Linode WordPress, DB, and basic-auth values are derived. Kinsta DB password output uses the Kinsta SFTP password endpoint.
nf site shell client.app1-linode:live
nf site wp client.app1-linode:live -- plugin list
These commands validate the cache, print the SSH or wp-cli command preview, then execute the remote command.

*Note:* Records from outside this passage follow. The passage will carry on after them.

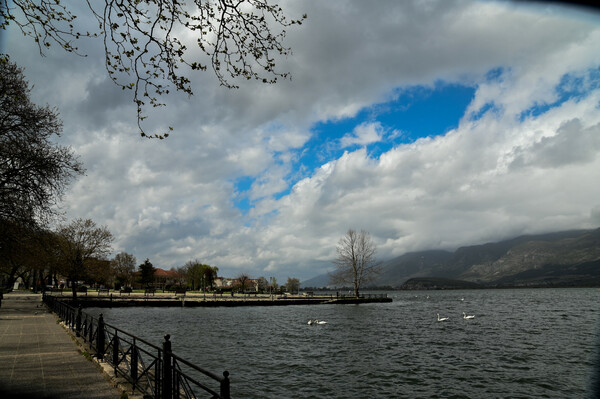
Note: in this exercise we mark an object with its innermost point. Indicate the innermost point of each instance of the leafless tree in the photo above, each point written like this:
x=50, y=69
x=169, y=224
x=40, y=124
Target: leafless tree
x=356, y=263
x=123, y=266
x=144, y=51
x=34, y=171
x=79, y=243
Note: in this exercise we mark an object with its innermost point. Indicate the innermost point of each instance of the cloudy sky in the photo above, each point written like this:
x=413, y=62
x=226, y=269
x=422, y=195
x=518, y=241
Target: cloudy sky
x=430, y=124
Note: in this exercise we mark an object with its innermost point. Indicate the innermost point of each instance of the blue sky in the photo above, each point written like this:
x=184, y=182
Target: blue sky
x=431, y=125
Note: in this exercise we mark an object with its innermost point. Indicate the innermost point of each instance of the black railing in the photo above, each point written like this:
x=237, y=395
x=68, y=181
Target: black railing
x=151, y=370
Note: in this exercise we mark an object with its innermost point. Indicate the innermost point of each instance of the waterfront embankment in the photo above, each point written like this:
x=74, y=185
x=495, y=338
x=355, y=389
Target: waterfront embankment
x=38, y=357
x=194, y=299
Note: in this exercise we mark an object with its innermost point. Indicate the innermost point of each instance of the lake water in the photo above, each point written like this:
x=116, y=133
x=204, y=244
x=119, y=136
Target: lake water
x=528, y=343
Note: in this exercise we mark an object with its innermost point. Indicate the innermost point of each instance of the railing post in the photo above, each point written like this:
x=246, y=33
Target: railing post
x=167, y=377
x=134, y=364
x=116, y=352
x=225, y=394
x=100, y=338
x=90, y=329
x=78, y=322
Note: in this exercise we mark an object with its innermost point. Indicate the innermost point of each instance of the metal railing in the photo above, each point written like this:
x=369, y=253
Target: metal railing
x=151, y=370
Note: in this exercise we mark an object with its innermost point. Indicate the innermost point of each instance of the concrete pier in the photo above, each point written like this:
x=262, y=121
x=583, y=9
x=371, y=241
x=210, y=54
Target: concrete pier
x=39, y=359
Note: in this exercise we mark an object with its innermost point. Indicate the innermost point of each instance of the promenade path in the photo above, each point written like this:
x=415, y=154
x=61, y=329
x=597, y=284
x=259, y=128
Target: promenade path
x=39, y=359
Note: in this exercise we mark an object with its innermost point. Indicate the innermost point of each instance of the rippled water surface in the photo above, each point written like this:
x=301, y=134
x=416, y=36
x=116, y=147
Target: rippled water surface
x=522, y=343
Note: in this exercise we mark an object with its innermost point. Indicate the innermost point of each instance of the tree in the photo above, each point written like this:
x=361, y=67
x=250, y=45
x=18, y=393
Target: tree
x=200, y=275
x=34, y=171
x=292, y=285
x=80, y=245
x=356, y=263
x=144, y=41
x=263, y=284
x=243, y=281
x=123, y=266
x=146, y=273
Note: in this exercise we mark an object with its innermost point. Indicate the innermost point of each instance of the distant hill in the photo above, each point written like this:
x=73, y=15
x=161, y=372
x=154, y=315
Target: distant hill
x=319, y=281
x=556, y=259
x=568, y=258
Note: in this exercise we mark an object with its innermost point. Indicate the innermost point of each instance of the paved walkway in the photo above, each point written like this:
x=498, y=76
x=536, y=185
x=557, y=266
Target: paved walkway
x=39, y=359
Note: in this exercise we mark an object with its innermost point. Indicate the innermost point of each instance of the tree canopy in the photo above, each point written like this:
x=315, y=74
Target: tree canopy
x=356, y=263
x=80, y=245
x=145, y=49
x=34, y=171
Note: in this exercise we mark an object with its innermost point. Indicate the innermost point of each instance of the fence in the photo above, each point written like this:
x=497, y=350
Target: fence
x=151, y=370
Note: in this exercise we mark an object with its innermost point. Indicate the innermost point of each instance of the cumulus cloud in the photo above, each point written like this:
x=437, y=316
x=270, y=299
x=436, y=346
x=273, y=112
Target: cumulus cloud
x=523, y=158
x=363, y=134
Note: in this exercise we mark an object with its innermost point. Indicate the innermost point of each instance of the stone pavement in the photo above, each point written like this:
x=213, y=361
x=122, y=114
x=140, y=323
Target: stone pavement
x=39, y=359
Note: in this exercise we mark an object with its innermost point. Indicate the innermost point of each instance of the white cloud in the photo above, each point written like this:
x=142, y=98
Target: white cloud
x=364, y=134
x=504, y=172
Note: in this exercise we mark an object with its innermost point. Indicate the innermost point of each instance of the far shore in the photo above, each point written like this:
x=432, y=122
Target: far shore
x=105, y=298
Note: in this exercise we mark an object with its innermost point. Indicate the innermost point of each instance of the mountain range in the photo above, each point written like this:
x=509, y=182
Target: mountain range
x=568, y=258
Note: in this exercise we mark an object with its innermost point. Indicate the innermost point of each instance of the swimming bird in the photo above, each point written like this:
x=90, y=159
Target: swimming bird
x=442, y=318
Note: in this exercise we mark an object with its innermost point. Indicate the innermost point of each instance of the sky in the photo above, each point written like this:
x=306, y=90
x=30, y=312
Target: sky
x=429, y=124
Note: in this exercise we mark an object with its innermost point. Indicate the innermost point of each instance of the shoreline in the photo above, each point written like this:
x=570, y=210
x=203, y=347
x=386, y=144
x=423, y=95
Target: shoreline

From a project repo with a configured remote, use the env commands:
nf env logs production
nf env sh production
Repo remotes are covered in Remotes. For remote WP-CLI, use nf site wp <site.target:env> -- <cmd> with the explicit env ref.
nf site export client.app1-linode:live --dry-run
nf site export client.app1-linode:live
nf site export creates a full handoff copy of a managed remote WordPress env. It is different from snapshots: export includes the full WordPress filesystem, including core files, themes, plugins, uploads, mu-plugins, languages, and wp-config.php, plus a compressed database dump.
Default exports live under:
~/.local/share/nf/exports/<env-id-slug>-YYYY-MM-DD-HHMMSS/
Each export contains:
files/database.sql.gzmanifest.jsonREADME.txtImporting a handoff into the local env is covered in Snapshots.
nf site remove client.app1-linode --dry-run
nf site remove client.app1-linode --execute --yes
nf site remove [site] removes a whole Linode site and deletes its env data. To delete only staging, use Staging.